Not sure if you can use an angle head with a compound tube. I have a mudrunner and I like it. Takes a little bit to get used to because you have to find the right consistency of mud. Once you do they are great. I don't notice much of a difference between angle heads of the major brands. My personal favorite for those is Drywall Master. As for wheels, it doesn't really make a difference IMO, just cost more, thats about it.


----------



## jasonboy48 (Jan 6, 2017)

thx every one for help

upnorth?if the product is you are like it and get a best performance by yourself?even more expensive i also believe u will buy it?i would like to use tapepro compound tube ?and i consider to get another columbia tube or drywall nation tube?and apply different head?i like tapepro roller?


----------



## jasonboy48 (Jan 6, 2017)

keke?we are same because the popular in Australia brand is tapepro?i use the tapepro old mud box to apply my joint tape for long times?now i would like to get the bazooka to use?any once use this 2 item before?wat feeling use mudbox and bazooka?my mud box is leaking from the side?not sure is the plate problem or the box bend?

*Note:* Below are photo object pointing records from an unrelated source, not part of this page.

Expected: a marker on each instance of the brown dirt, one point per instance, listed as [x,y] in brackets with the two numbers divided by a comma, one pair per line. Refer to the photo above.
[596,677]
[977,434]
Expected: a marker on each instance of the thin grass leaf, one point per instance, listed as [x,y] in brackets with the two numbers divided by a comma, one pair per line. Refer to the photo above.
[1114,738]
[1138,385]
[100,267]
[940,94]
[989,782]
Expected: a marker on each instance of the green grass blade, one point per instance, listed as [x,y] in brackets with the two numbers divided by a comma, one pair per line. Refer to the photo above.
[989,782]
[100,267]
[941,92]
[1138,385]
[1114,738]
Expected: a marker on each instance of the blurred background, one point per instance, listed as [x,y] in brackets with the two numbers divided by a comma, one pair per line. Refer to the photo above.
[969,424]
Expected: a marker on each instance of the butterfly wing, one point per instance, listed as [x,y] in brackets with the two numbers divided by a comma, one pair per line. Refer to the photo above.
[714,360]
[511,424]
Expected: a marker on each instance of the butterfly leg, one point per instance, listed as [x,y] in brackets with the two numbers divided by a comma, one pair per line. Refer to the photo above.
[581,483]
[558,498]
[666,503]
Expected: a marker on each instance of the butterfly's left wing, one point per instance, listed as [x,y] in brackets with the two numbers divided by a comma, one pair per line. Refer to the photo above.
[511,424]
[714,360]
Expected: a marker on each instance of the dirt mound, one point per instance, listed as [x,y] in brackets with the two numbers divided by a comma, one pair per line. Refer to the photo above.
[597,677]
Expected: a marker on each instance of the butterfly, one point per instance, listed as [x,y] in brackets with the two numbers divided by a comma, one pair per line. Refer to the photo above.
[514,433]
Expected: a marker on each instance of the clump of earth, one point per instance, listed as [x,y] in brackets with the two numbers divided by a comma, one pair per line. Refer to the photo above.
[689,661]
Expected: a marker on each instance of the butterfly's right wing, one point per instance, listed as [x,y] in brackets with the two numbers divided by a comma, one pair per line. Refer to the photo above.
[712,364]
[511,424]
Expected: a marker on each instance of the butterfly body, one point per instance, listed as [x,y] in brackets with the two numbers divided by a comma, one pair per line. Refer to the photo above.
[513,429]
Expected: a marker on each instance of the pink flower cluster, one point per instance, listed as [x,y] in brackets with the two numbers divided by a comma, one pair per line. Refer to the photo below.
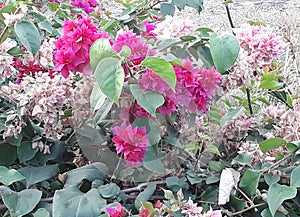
[132,142]
[139,49]
[87,5]
[72,49]
[261,44]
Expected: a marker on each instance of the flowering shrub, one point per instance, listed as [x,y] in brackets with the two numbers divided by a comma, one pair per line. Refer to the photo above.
[142,114]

Sent from my iPhone using Tapatalk[/QUOTE]


----------



## keke (Mar 7, 2012)

I don't have tapepro tools but their bazooka looks good and I recommend you one......but if you don't want to invest this much don't forget banjo does a good job


Sent from my iPhone using Tapatalk


----------



## jasonboy48 (Jan 6, 2017)

i use tapepro mud box to run it。


从我的 iPhone 发送，使用 Tapatalk


----------